HBO’s post-Game of Thrones subscriber base is still proving as resilient as the fortifications of a Westerosi castle.
The series finale of the network’s massively popular fantasy show back in May sparked some worries that HBO might be in for a subscriber exodus to some degree. Along with questions about whether HBO could keep the hits coming now that its blockbuster was finally disappearing for good — at least until the GoT prequel series arrives. But based on new data about the premium cable channel released on Wednesday, the naysayers don’t seem to have any reason for concern at this point.
HBO’s parent organization, AT&T’s WarnerMedia, announced that between April and June of this year (GoT, remember, ended in May), HBO saw a drop of less than 1% in subscription revenue. Overall, HBO actually saw a nearly 3% revenue gain for the quarter, with an additional $1.7 billion coming in during the period on the strength of content licensing and other revenue sources.

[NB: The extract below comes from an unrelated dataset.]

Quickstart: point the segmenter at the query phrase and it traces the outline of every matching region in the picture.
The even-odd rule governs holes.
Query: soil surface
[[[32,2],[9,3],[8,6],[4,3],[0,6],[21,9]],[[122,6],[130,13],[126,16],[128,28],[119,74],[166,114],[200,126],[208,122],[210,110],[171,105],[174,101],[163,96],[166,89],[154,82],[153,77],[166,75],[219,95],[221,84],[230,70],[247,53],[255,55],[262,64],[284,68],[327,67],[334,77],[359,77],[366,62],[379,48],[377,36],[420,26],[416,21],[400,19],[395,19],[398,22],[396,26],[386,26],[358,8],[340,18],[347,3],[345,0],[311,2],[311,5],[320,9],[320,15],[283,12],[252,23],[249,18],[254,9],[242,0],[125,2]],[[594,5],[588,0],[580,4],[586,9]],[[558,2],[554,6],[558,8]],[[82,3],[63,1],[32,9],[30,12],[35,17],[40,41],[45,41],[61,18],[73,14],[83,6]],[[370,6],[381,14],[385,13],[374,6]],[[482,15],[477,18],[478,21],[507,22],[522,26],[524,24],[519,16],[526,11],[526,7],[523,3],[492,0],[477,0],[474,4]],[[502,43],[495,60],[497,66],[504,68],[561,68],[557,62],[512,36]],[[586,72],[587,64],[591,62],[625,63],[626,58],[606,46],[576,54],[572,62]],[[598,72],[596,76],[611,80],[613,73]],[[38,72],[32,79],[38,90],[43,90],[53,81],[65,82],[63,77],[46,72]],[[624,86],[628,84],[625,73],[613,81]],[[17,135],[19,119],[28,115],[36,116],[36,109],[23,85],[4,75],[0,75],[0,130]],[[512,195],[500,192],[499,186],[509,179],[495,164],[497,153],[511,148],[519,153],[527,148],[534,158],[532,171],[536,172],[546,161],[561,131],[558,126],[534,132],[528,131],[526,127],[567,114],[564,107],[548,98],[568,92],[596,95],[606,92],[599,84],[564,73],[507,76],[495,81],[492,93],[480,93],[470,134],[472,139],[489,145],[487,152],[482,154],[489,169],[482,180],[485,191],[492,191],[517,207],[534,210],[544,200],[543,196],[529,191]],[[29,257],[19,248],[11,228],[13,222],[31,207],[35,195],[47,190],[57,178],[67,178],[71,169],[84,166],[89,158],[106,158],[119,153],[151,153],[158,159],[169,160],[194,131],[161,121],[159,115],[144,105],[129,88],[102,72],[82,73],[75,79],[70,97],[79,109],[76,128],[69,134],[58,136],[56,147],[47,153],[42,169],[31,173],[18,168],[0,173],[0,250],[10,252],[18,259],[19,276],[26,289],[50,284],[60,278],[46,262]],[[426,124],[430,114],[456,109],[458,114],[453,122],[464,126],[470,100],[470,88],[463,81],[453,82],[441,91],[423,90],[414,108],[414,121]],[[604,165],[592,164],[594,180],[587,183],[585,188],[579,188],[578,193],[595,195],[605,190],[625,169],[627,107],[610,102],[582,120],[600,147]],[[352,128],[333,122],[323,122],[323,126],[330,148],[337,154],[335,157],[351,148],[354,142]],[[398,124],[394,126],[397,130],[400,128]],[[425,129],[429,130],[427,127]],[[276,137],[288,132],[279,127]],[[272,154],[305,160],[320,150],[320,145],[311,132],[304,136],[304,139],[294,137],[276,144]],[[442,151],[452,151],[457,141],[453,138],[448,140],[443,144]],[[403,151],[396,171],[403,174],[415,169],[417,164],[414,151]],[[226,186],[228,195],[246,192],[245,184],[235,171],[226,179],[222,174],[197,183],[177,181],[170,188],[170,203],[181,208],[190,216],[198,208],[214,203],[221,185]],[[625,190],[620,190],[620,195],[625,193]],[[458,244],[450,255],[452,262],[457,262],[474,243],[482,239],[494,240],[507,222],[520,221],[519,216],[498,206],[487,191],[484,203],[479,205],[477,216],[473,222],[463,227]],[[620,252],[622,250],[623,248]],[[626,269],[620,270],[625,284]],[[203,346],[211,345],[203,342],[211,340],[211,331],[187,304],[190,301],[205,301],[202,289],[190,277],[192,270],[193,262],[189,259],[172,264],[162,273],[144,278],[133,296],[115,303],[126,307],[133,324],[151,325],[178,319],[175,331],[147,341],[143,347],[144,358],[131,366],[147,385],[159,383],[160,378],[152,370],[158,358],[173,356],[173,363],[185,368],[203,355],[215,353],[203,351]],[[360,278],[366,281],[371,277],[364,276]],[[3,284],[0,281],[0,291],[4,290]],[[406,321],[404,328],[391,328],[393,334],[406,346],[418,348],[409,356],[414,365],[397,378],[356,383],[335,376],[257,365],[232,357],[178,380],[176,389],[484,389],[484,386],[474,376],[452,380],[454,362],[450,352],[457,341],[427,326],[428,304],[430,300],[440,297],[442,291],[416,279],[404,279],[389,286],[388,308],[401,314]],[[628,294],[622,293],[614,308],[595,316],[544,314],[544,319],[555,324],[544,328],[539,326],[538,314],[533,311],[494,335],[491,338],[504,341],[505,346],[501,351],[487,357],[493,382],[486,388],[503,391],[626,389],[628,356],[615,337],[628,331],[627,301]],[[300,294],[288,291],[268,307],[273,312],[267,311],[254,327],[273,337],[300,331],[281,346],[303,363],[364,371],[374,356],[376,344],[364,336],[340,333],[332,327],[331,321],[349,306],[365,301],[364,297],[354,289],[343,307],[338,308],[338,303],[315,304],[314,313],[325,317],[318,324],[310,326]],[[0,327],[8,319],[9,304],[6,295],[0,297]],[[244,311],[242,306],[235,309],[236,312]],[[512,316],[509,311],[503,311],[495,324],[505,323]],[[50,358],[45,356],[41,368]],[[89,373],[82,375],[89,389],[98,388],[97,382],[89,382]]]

All of which, mind you, is not to say that everything is perfect in HBO-land at the moment. The network remains in a standoff with Dish that’s led to the latter’s customers being shut out from accessing HBO and either canceling their Dish service or adding something extra on top of what they already pay for — for example, by adding HBO to their Hulu subscription as a result of the Dish standoff (which has been ongoing since November).
Notably, meanwhile, HBO was already teeing up new hit series to prove the doubters wrong even before the final Thrones episode aired in mid-May. Chernobyl, which debuted a couple of weeks prior, turned the events surrounding the meltdown of the Chernobyl nuclear reactor into a surprise hit for the company that ultimately became a viral-driven sensation. It even spawned such intense reaction that Russia, unhappy with the series’ portrayal of events, is reportedly going to make its own show about what happened.
All this comes as WarnerMedia is preparing to launch a new service called HBO Max in the spring. It will include HBO programming, as well as exclusive series like Friends, along with Warner Bros. movies, original movies and much more.